Par ailleurs, la loi du 15 mai 1991 dispose qu’une juridiction peut saisir la Cour de cassation pour obtenir son avis sur une question de droit en matière civile ; il faut que la question présente par sa nouveauté de sérieuses difficultés d’interprétation et se trouve posée dans de nombreux litiges ; cependant, l’avis de la Cour de Cassation ne s’impose pas aux juges du fond.
Toujours pour respecter le droit des parties à diriger leur procès, on n'admet pas la Cour de cassation à censurer toutes les erreurs de droit : elle ne peut examiner la décision que dans la limite des moyens proposés par les parties. Tout au plus peut-elle invoquer d'office un moyen d'ordre public, s'il est de pur droit. Le droit allemand, au contraire, confère au BGH des pouvoirs beaucoup plus étendus ; il admet la libre révision de la décision attaquée. Le BGH peut relever d'office toutes les erreurs de droit, qu'elles soient ou non invoquées par les parties.
À la différence du BGH, dont la censure ne s'exerce ni sur les petits litiges ni sur les procès du travail portés devant des juridictions spéciales dont le tribunal suprême siège à Kassel, le contrôle de la Cour de cassation porte sur toutes les décisions rendues par les tribunaux judiciaires, quelles que soient la nature de la juridiction et l'importance du litige.
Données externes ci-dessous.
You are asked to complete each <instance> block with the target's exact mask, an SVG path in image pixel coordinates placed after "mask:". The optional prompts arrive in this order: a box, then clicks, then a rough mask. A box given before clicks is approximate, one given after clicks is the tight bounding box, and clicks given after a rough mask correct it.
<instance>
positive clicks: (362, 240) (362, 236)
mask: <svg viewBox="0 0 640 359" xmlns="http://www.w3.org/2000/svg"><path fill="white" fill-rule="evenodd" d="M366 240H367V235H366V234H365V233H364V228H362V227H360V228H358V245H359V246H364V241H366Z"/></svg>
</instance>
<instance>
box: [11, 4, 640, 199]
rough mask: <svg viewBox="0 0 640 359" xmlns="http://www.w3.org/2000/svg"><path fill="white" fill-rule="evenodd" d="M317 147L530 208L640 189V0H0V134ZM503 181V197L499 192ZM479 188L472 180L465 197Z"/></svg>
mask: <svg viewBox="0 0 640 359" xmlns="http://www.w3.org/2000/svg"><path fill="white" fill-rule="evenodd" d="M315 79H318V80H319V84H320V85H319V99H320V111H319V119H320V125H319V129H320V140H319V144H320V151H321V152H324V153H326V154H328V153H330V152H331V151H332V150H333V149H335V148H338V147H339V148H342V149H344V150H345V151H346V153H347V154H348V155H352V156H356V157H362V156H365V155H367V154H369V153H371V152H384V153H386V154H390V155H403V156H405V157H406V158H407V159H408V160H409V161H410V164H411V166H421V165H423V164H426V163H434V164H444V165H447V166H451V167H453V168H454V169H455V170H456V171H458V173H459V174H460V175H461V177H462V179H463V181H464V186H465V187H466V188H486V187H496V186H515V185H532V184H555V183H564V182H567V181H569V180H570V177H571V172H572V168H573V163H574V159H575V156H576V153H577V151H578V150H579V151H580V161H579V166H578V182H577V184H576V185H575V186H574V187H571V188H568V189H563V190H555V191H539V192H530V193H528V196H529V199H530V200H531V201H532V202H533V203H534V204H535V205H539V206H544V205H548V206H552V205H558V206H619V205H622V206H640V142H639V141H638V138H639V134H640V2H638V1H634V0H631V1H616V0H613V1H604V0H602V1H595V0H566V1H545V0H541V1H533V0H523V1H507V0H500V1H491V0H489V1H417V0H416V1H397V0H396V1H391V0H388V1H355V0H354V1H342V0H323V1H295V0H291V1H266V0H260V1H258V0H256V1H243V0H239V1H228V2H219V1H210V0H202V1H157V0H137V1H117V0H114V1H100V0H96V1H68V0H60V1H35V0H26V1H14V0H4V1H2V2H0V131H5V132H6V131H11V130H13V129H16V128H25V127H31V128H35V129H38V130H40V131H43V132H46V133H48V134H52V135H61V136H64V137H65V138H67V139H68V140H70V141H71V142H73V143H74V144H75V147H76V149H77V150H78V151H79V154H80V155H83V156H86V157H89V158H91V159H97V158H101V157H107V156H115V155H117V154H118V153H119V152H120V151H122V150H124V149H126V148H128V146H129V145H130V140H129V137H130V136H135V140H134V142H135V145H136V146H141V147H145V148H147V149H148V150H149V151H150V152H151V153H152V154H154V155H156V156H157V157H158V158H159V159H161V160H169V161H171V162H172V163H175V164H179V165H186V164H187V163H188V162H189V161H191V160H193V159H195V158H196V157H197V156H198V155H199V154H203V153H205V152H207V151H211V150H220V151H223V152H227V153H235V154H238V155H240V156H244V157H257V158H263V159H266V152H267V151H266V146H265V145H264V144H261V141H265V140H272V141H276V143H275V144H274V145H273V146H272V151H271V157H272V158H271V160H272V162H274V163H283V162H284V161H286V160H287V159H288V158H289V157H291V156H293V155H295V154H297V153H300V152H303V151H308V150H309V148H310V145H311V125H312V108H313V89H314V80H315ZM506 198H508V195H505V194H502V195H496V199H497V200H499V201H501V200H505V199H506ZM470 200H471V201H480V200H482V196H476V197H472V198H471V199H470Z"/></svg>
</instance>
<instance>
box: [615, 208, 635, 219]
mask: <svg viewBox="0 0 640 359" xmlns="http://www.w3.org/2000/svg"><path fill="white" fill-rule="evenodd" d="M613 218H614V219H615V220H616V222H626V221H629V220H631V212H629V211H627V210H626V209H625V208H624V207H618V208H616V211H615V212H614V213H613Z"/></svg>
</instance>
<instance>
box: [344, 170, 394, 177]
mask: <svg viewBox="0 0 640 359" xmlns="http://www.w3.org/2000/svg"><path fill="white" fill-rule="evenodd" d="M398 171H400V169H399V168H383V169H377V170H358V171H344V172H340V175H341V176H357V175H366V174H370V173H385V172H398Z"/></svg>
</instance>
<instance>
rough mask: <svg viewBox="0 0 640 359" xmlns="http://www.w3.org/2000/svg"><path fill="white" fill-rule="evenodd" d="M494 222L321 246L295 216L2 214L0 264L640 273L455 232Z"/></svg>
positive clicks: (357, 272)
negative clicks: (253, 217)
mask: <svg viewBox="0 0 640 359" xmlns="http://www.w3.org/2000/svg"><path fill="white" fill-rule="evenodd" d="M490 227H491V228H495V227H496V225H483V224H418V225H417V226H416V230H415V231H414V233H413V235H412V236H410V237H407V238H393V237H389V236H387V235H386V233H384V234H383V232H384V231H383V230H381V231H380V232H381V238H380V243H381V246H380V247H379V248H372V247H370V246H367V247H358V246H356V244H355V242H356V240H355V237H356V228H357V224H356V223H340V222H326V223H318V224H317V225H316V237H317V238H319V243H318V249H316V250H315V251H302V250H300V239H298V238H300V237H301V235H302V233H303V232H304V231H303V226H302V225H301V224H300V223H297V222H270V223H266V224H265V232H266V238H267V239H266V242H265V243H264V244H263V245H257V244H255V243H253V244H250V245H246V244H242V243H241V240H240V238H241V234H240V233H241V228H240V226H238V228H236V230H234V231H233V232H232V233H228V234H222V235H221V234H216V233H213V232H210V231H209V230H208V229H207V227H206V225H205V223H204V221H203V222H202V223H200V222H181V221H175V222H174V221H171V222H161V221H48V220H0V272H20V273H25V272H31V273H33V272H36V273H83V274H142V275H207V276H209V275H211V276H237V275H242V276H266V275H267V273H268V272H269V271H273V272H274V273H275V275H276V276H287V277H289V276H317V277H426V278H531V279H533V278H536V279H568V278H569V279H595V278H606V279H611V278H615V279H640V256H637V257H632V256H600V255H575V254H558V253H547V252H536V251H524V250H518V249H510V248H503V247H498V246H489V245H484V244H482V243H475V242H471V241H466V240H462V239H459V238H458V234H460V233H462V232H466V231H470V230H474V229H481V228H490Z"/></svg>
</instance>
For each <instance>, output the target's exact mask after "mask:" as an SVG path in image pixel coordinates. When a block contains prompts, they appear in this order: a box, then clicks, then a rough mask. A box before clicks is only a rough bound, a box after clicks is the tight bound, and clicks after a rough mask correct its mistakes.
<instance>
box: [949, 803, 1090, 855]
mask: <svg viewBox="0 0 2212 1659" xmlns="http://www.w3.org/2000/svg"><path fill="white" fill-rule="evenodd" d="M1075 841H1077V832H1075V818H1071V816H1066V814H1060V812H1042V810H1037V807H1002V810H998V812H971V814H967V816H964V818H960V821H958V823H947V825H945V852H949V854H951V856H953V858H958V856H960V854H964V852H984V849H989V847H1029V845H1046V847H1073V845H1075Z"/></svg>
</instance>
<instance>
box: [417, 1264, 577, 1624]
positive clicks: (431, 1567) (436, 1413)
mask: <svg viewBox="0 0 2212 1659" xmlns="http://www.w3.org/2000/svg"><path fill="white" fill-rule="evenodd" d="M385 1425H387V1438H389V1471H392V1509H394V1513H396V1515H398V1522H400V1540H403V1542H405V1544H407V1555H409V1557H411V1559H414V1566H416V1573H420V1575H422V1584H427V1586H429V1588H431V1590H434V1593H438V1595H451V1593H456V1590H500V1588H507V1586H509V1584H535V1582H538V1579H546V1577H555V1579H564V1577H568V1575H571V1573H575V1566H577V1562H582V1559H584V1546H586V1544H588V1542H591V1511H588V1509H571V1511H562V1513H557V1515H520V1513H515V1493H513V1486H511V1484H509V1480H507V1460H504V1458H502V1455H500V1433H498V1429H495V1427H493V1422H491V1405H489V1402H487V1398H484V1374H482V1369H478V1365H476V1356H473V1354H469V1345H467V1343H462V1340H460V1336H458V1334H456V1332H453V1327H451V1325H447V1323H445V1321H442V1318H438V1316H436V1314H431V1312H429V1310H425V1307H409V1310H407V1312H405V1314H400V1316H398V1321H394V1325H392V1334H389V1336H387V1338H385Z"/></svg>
Une affaire célèbre dans les annales judiciaires portait sur un intérêt de 1,25 franc (ancien).
Le pourvoi reste un ultime recours, il n'est possible que s'il n'existe pas d'autre moyen de faire rectifier l'erreur de droit. La décision doit être rendue en dernier ressort, c'est-à-dire soit sur appel, soit après décision non susceptible d'appel. Le plaideur qui a négligé d'interjeter appel n'est pas recevable.
Étendue du contrôle
Les tribunaux suprêmes d'Allemagne et d'Italie sont, comme la Cour de cassation, saisis seulement de questions de droit. On appelle, en France, causes d'ouverture à cassation les cas où le pourvoi est possible. Ces cas se ramènent tous à une violation de la loi.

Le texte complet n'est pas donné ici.